Polyphenols are promising therapeutics for Crohn’s disease (CD), yet their bioavailability is largely dependent on the gut microbiome. The bioactive metabolites, metabolic pathways, and anti-inflammatory mechanisms underlying their effects remain poorly defined. We identified hippuric acid (HIPA) as a biomarker of polyphenol–microbiome interaction. HIPA is a meta-organismal metabolite produced through a cross-organ pathway that involves synthesis from gut microbial polyphenol metabolism via 3-phenylpropionic acid (3-PPA), followed by renal clearance. We found that CD is characterised by impaired polyphenol metabolism, resulting in deficient colonic 3-PPA and reduced serum hippuric acid relative to healthy individuals. Furthermore, we demonstrate that 3-PPA is a colon-enriched, mild PPAR-γ agonist that ameliorates colitis in murine model.
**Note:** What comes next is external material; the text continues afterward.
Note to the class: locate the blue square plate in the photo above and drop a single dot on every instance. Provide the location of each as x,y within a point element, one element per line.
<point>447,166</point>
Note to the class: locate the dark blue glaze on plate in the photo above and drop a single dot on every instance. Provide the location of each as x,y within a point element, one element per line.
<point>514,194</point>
Systemic bioinformatic profiling of metagenomic data suggested the existence of undiscovered 3-PPA producers. Through targeted microbial incubation with polyphenols, we identified the probiotic Bifidobacterium breve and a lab isolate Escherichia coli FAH as novel 3-PPA producers. Collectively, our findings establish 3-PPA as a diet-dependent, colon-produced, mild PPAR-γ agonist with the potential to minimise adverse effects associated with traditional PPAR-γ agonists. This work establishes a foundation for developing microbiota-targeted, polyphenol-based therapeutic strategies for CD patients.